Affaire Mama Galledou : l'un des incendaires du bus à nouveau devant la justice

Le service METRONEWS
Publié le 16 octobre 2014 à 11h55
Affaire Mama Galledou : l'un des incendaires du bus à nouveau devant la justice

JUSTICE - Un homme âgé de 25 ans a été condamné par le tribunal correctionnel de Lyon pour circulation de fausse monnaie. Son lourd passé judiciaire n'a pas joué en sa faveur lors de l'audience.

Ce terrible fait divers avait ému la France entière. L'un des incendiaires du bus où Mama Galledou avait été grièvement brulée en 2006 à Marseille , vient d'être rattrapé par la justice. Selon une information du quotidien régional Le Progrès , il a été condamné à une amende pour "circulation de fausse monnaie".

Mineur au moment de l'incendie du bus, le jeune homme, qui avait été condamné à 7 ans de prison ferme dans cette affaire, a fait l'objet avec un complice d'une comparution immédiate mercredi devant le tribunal correctionnel de Lyon pour avoir tenté d'écouler quatre faux billets de 100 euros dans le centre commercial de la Part-Dieu, le 10 septembre.

"Un lourd passé judiciaire" qui rejaillit à l'audience

Agé de 25 ans, il a été condamné à une peine de 100 jours-amende à 20 euros ainsi qu'au remboursement des préjudices de l'ordre de 600 euros, a précisé l'avocat du prévenu, Me Alban Barlet.
"Eux-mêmes ont été abusés en vendant des appareils Apple au marché aux puces de Marseille. Ils ont été floués et ont voulu recycler les billets en montant à Lyon", a déclaré leur avocat en regrettant que "le lourd passé judiciaire de (son) client" ait "rejailli à l'audience".

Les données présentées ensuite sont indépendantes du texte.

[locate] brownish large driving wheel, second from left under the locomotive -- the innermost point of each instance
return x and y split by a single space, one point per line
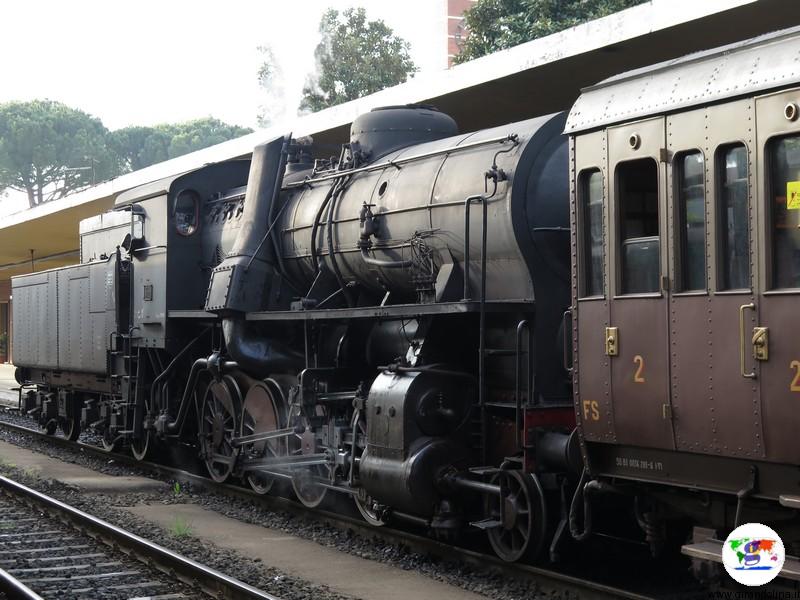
262 412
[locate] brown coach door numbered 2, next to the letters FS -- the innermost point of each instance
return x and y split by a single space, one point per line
637 341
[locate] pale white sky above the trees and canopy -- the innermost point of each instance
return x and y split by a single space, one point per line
152 62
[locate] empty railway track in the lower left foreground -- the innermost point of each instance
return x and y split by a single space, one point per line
49 549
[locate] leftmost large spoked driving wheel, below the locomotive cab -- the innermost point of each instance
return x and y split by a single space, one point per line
218 422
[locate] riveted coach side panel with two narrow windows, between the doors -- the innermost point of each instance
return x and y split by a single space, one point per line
712 306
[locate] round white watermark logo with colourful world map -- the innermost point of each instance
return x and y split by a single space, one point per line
753 554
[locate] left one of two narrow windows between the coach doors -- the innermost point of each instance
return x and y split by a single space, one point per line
690 177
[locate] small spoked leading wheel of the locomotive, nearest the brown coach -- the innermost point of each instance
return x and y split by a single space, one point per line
522 513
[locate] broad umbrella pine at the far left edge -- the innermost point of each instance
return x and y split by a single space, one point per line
48 150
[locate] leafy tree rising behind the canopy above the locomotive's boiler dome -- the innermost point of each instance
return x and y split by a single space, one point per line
355 57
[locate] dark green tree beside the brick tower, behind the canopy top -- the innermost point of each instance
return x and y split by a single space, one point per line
494 25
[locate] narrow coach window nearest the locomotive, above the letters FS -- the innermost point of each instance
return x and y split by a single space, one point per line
591 230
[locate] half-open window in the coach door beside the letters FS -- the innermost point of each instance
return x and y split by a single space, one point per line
637 201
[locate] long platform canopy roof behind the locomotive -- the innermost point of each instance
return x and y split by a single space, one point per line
535 78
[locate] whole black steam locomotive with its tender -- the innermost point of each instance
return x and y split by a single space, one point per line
366 325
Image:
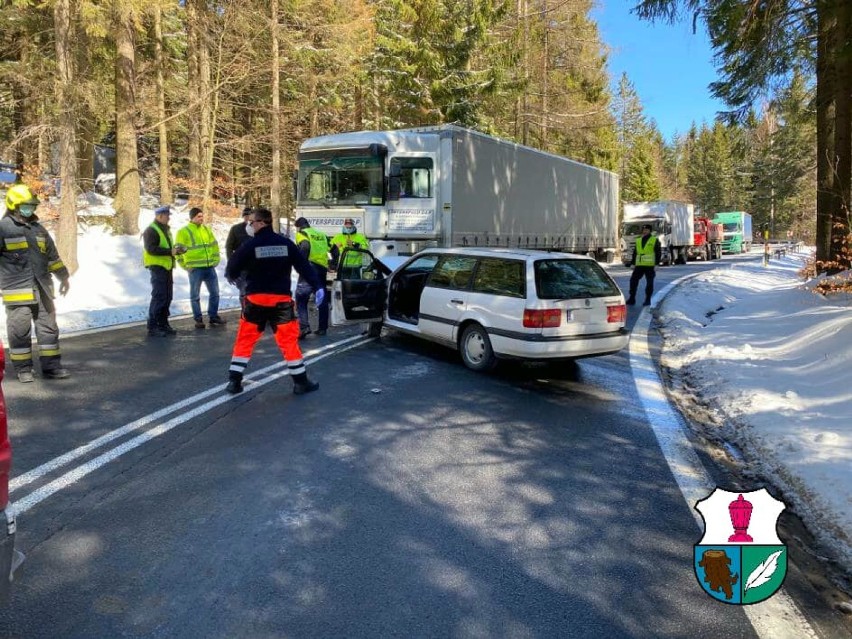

Toujours selon Le Progrès, le jeune homme avait effectué trois ans et neuf mois de détention avant de bénéficier d'un aménagement de peine, après sa condamnation dans l'incendie criminel du bus à Marseille. Mama Galledou jeune Franco-Sénégalaise, avait été brûlée aux 2e et 3e degrés sur 62% de son corps, le 28 octobre 2006, lors de l'incendie de ce bus par un groupe de sept jeunes qui avaient déclaré avoir voulu faire "comme à Paris", un an après les émeutes urbaines de 2005.